SYDNEY, March 5, 2026, 17:34 (AEDT)
Qantas Airways Limited (QAN.AX) on Thursday announced it’s waiving change fees, offering travel credits, or refunds for customers with Qantas-issued tickets scheduled between Feb. 28 and March 15 for flights involving the United Arab Emirates, Qatar, Israel, Jordan, or Oman. According to the airline, travelers can rebook as far out as March 27 under this arrangement. 1
Airlines rushed to patch up flight networks after U.S.-Israeli strikes on Iran closed large sections of the region’s airspace, sending ticket prices soaring on routes like Australia to Europe. Qantas finished the day up 1%, Cathay Pacific jumped 4%. Flightradar24 showed a handful of Emirates planes departing Dubai for places such as Sydney, but the majority of flights stayed grounded. “For now, I consider this rebound to be primarily short-term in nature,” said Kenny Ng, securities strategist at China Everbright Securities International. Natixis economist Gary Ng noted Asian carriers are “highly sensitive” because both routes and energy costs feed directly into revenue and expenses. 2
Qantas has tacked on a one-off A380 Sydney-to-London flight for 485 passengers this Saturday, and is squeezing in a refuelling stop in Singapore on its usually nonstop Perth-to-London route. The move lets Qantas fit in an extra 60 travelers, all to meet a surge in demand, according to Reuters. Still, industry analysts don’t expect service to snap back even with a ceasefire—repositioning jets, shuffling crews, and rebuilding routes all take time. Qantas shares dropped 2.7% Wednesday, deepening its weekly slide to over 10%. 3
Oil jumped, with Brent crude climbing past $83 a barrel on Tuesday, piling more costs onto airlines’ fuel budgets. Qantas CEO Vanessa Hudson described the carrier’s fuel hedging as “pretty good” — a reference to contracts that secure future prices — though she acknowledged the recent spike is biting across the sector.
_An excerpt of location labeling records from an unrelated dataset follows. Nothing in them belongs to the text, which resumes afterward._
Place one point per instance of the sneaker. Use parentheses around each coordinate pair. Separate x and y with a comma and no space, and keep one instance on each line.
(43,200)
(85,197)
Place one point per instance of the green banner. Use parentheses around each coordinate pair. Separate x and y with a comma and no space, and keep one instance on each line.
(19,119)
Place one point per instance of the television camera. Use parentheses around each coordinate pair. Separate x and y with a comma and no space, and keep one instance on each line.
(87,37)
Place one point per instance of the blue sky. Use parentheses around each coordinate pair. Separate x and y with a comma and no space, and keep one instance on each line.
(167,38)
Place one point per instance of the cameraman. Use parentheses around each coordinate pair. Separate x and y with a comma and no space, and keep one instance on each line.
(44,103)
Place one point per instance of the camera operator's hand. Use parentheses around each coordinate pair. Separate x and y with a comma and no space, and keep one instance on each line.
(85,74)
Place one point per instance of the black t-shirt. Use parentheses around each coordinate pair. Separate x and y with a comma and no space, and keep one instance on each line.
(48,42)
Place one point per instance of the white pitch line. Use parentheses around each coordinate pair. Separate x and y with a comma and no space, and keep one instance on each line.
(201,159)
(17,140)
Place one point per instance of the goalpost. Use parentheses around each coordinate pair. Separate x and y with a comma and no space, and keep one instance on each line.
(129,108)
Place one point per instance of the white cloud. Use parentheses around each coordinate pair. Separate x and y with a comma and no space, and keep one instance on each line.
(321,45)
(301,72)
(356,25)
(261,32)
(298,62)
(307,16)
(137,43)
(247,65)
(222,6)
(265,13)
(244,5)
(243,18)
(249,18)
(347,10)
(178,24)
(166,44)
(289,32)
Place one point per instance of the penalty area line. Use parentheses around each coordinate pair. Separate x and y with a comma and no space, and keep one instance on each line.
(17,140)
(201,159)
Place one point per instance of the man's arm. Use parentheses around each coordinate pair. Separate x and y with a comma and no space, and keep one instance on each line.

Qantas last week reported 81% of its second-half fuel needs hedged for the financial year through June 30. Singapore Airlines and Cathay Pacific also have hedging strategies in place. 4
Qantas delivered a 5% bump in underlying profit before tax, reaching A$1.46 billion for the half-year ended Dec. 31. Shares promptly tumbled 10% as the airline’s international arm saw profits shrink, pressured by mounting costs and softer demand for economy seats on U.S. routes, according to Reuters last week. “The Australian dollar does affect purchase decisions when it comes to travel,” Hudson said to reporters. 5
Yet hedges expire, and changing routes uses up extra fuel. Should the airspace crunch persist, Qantas may see rising expenses and weaker demand—leaving the airline with limited options for its long-haul network.
Customers get a shot at rescheduling trips with the waiver, sidestepping the risk of abrupt cancellations. Still, the offer only applies to tickets issued within a certain range and a short window for travel. Miss those dates, and regular policies kick back in.
Investors are zeroed in on two things: just how long jet fuel prices stay elevated, and if Qantas manages to keep Europe routes packed even as it adds extra stops and capacity to work through the backlog.
Now comes the clean-up: stranded passengers to move, schedules to rebuild, a close watch on fuel. The market is left to figure out whether this week’s bounce actually sticks or just marks a breather.